Okay, so I’m buzzing along through all these references to  charash, the Hebrew verb meaning: hold your peace, be silent, be dumb, be speechless, be deaf…keep quiet, and I’m loving it. ( I love words in their settings and all the nuances of written language! And when their God’s words, it’s even better!) And then I come to God’s answer for my restless debate between heart and mind.  For there is a verse that refers to God holding His peace, God choosing silence as the best expression of His love.  I have read it many times before,  (Oh that reading were believing!) and various translations render it in different ways.
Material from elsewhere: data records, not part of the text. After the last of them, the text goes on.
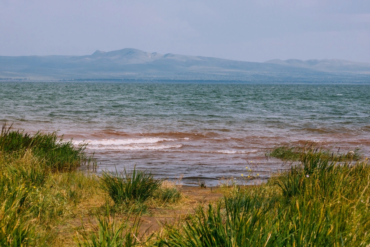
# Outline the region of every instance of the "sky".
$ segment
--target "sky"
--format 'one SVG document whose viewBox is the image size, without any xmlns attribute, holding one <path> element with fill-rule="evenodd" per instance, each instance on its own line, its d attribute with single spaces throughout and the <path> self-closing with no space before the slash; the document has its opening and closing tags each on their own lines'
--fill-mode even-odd
<svg viewBox="0 0 370 247">
<path fill-rule="evenodd" d="M 0 0 L 0 56 L 125 48 L 370 62 L 369 0 Z"/>
</svg>

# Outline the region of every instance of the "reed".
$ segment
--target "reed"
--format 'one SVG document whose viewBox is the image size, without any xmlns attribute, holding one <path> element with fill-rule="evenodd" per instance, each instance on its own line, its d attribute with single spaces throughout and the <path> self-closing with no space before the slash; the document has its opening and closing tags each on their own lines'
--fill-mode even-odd
<svg viewBox="0 0 370 247">
<path fill-rule="evenodd" d="M 101 182 L 101 188 L 115 203 L 128 204 L 133 201 L 141 203 L 153 197 L 162 180 L 155 179 L 150 172 L 134 167 L 120 173 L 103 172 Z"/>
<path fill-rule="evenodd" d="M 168 226 L 157 246 L 369 246 L 370 164 L 318 151 L 266 184 L 233 188 L 185 225 Z"/>
<path fill-rule="evenodd" d="M 275 157 L 284 161 L 302 161 L 313 155 L 319 156 L 323 160 L 327 160 L 334 162 L 348 162 L 357 161 L 361 159 L 362 155 L 359 148 L 348 150 L 347 152 L 340 151 L 340 147 L 337 151 L 324 150 L 316 147 L 314 143 L 307 144 L 303 147 L 291 147 L 288 145 L 276 146 L 265 153 L 266 156 Z"/>
<path fill-rule="evenodd" d="M 34 155 L 42 160 L 44 168 L 53 171 L 67 171 L 93 162 L 86 155 L 86 144 L 74 147 L 72 140 L 63 141 L 58 138 L 57 131 L 44 133 L 38 131 L 34 135 L 12 130 L 11 126 L 3 125 L 0 134 L 0 151 L 21 155 L 30 150 Z"/>
</svg>

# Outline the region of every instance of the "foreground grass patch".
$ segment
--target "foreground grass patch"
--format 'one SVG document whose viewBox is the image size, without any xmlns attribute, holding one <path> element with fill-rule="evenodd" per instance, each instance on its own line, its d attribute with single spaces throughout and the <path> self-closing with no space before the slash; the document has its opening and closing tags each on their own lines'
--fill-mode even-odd
<svg viewBox="0 0 370 247">
<path fill-rule="evenodd" d="M 83 173 L 75 168 L 86 160 L 83 150 L 54 137 L 53 148 L 43 147 L 49 141 L 40 140 L 55 137 L 45 134 L 1 134 L 1 246 L 370 246 L 370 164 L 356 151 L 281 148 L 275 153 L 299 155 L 286 172 L 258 186 L 214 189 L 205 196 L 218 190 L 224 197 L 208 205 L 198 198 L 184 210 L 174 181 L 135 168 Z M 57 154 L 60 148 L 71 157 Z M 151 212 L 166 207 L 185 217 L 160 215 L 167 223 L 147 238 L 140 223 L 153 224 Z"/>
</svg>

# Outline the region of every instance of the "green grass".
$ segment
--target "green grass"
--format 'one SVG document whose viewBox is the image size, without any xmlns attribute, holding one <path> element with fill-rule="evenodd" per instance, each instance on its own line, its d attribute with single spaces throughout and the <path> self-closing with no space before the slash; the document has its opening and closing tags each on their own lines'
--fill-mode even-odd
<svg viewBox="0 0 370 247">
<path fill-rule="evenodd" d="M 313 143 L 303 147 L 290 147 L 288 145 L 276 146 L 267 151 L 266 156 L 275 157 L 283 161 L 300 161 L 308 155 L 319 156 L 320 158 L 335 162 L 356 161 L 362 157 L 359 148 L 349 150 L 347 152 L 340 152 L 340 148 L 337 151 L 324 150 L 316 147 Z"/>
<path fill-rule="evenodd" d="M 268 154 L 297 161 L 289 170 L 259 186 L 223 186 L 224 198 L 208 205 L 189 203 L 194 211 L 148 241 L 130 214 L 177 210 L 179 186 L 135 168 L 84 174 L 76 170 L 87 160 L 83 147 L 56 136 L 3 127 L 0 246 L 370 246 L 370 164 L 358 150 L 276 147 Z M 73 223 L 80 217 L 82 227 Z"/>
<path fill-rule="evenodd" d="M 141 203 L 153 197 L 161 186 L 162 180 L 155 179 L 147 171 L 103 172 L 101 188 L 110 196 L 115 203 L 128 204 L 132 202 Z"/>
<path fill-rule="evenodd" d="M 158 246 L 370 246 L 370 164 L 319 152 L 266 184 L 231 188 L 185 224 L 168 226 Z"/>
<path fill-rule="evenodd" d="M 22 155 L 30 150 L 37 158 L 44 163 L 44 169 L 53 171 L 67 171 L 92 162 L 84 152 L 86 144 L 76 148 L 71 140 L 63 141 L 57 132 L 44 133 L 38 131 L 33 135 L 19 130 L 12 130 L 11 126 L 3 125 L 0 134 L 0 151 Z"/>
</svg>

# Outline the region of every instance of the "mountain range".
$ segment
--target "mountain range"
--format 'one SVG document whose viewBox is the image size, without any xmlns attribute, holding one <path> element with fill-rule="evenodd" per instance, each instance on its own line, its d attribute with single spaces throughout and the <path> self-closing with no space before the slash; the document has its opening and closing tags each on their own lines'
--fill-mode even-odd
<svg viewBox="0 0 370 247">
<path fill-rule="evenodd" d="M 0 79 L 370 82 L 370 63 L 339 59 L 235 61 L 126 48 L 82 56 L 0 56 Z"/>
</svg>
But Zephaniah 3:17 describes God as resting (being silent, speechless, quiet) in His love for His beloved.  First He is described as being ‘mighty in your midst’ and as One who saves.  Yes, He’s a powerful God and Saviour.  He’s described as ‘rejoicing over thee with joy’.  Yes, there is an exuberance too.  And He’s even said to sing over His beloved.  But in the middle is this resting, this silent love. “He will rest in his love.”  He isn’t hung up with all the objections that hold me back from believing His love could cover my multitude of sins.  He just loves.  This is a silent joy in ‘the possession of the object of one’s love, too great for words to express’.  (J,F, & B commentary).  It is perhaps like the rest of silent satisfaction after the six days of creation, when God looked and ‘behold it was very good’.
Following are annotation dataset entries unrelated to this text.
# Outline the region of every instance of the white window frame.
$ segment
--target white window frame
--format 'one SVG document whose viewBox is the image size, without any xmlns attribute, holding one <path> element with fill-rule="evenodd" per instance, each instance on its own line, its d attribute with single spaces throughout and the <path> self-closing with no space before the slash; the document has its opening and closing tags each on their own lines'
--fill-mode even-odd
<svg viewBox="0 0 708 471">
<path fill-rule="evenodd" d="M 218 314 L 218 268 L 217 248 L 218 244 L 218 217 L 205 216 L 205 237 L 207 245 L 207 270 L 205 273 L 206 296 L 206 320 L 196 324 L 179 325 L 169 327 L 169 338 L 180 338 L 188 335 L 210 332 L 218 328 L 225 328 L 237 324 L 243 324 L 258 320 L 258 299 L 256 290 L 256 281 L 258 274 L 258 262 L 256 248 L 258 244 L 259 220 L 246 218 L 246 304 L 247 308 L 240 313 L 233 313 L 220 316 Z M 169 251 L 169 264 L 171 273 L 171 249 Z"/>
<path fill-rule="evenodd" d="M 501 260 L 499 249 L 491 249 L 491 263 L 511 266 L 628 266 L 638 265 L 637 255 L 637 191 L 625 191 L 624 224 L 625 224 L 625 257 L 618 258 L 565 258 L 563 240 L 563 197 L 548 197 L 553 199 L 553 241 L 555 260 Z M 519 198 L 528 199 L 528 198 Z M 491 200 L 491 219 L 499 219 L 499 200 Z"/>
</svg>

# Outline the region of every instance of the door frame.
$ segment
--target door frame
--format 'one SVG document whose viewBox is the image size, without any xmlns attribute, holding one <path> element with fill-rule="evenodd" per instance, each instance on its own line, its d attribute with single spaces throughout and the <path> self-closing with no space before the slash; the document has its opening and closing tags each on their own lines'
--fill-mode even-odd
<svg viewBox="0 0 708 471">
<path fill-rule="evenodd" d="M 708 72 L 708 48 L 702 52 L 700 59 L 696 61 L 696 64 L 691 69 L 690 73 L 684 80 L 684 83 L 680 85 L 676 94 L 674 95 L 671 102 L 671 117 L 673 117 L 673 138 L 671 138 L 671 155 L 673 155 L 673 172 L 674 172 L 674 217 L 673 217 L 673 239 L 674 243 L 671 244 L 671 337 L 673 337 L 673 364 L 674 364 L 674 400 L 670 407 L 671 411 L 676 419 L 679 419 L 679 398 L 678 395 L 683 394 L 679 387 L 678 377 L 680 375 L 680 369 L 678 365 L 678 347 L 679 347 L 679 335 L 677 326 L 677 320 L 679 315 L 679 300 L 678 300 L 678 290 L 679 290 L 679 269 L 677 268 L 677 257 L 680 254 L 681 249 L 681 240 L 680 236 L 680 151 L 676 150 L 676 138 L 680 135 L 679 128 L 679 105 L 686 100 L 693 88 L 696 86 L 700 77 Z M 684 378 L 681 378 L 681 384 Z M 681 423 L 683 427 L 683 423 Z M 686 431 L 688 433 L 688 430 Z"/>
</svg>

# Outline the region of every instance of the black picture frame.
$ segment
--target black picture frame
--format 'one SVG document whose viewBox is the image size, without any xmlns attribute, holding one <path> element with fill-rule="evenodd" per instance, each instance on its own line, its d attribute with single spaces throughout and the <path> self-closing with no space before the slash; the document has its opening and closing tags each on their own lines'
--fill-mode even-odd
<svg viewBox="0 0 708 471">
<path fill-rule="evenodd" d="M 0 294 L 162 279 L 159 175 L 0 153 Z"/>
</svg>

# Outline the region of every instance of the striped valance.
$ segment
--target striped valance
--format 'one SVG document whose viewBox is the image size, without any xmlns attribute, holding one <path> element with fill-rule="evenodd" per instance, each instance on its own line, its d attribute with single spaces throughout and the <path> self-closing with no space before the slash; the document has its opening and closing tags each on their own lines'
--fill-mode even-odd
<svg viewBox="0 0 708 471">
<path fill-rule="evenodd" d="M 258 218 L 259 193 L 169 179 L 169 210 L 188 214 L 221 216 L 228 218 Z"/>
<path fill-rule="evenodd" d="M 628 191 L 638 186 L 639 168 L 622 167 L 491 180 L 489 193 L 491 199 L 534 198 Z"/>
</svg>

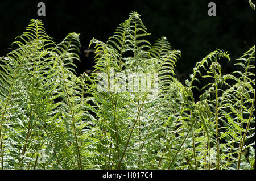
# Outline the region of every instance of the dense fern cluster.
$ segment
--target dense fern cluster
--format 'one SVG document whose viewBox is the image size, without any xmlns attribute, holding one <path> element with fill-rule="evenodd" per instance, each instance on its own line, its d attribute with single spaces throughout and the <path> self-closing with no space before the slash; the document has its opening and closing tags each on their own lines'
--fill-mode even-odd
<svg viewBox="0 0 256 181">
<path fill-rule="evenodd" d="M 211 52 L 183 85 L 175 71 L 180 51 L 164 37 L 151 45 L 133 12 L 106 43 L 92 40 L 94 71 L 78 77 L 79 35 L 56 44 L 43 26 L 32 19 L 0 58 L 2 169 L 254 169 L 255 45 L 226 75 L 229 54 Z M 113 71 L 152 81 L 145 91 L 116 91 L 110 82 L 123 77 Z"/>
</svg>

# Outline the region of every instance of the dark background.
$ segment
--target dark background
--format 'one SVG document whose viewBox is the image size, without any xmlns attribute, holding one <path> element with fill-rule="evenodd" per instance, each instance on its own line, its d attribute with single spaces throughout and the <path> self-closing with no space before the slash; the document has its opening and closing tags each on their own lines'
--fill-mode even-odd
<svg viewBox="0 0 256 181">
<path fill-rule="evenodd" d="M 37 15 L 40 2 L 46 4 L 46 16 Z M 208 15 L 210 2 L 216 3 L 216 16 Z M 174 49 L 181 51 L 176 73 L 182 82 L 196 62 L 216 48 L 228 51 L 234 61 L 255 44 L 255 12 L 247 0 L 0 0 L 0 56 L 11 50 L 11 43 L 25 31 L 30 19 L 39 19 L 56 43 L 69 32 L 81 33 L 80 74 L 94 65 L 94 55 L 86 57 L 84 52 L 92 38 L 105 42 L 132 11 L 141 14 L 151 33 L 147 38 L 151 44 L 164 36 Z M 228 65 L 222 67 L 224 72 L 231 69 Z"/>
</svg>

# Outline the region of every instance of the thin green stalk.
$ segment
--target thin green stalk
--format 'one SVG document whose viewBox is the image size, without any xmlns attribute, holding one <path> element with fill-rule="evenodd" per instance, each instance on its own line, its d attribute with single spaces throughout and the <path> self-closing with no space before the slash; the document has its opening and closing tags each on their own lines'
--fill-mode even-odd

As Matthew Henry puts it, “The great God not only loves his saints, but he loves to love them.”  Song of Solomon, if we can take it as a figure of Christ and the Church, implies that we captivate God’s heart. “You have captivated my heart, my sister, my bride; you have captivated my heart with one glance of your eyes…” (SofS 4:9) 

As heirs with Israel of God’s grace we are destined to be “a crown of beauty in the hand of the LORD, and a royal diadem in the hand of your God…and as the bridegroom rejoices over the bride, so shall your God rejoice over you.” (Is.62:3,5)  There is not a lot of room for argument here.  We are objects of an incredible and very personal love.  And I suspect that as we come to live in our true identity as ones well loved, the obedience that seems so scary will begin to flow quite naturally from our well-nourished hearts, constrained by such a great love, to do anything desired by the Lover.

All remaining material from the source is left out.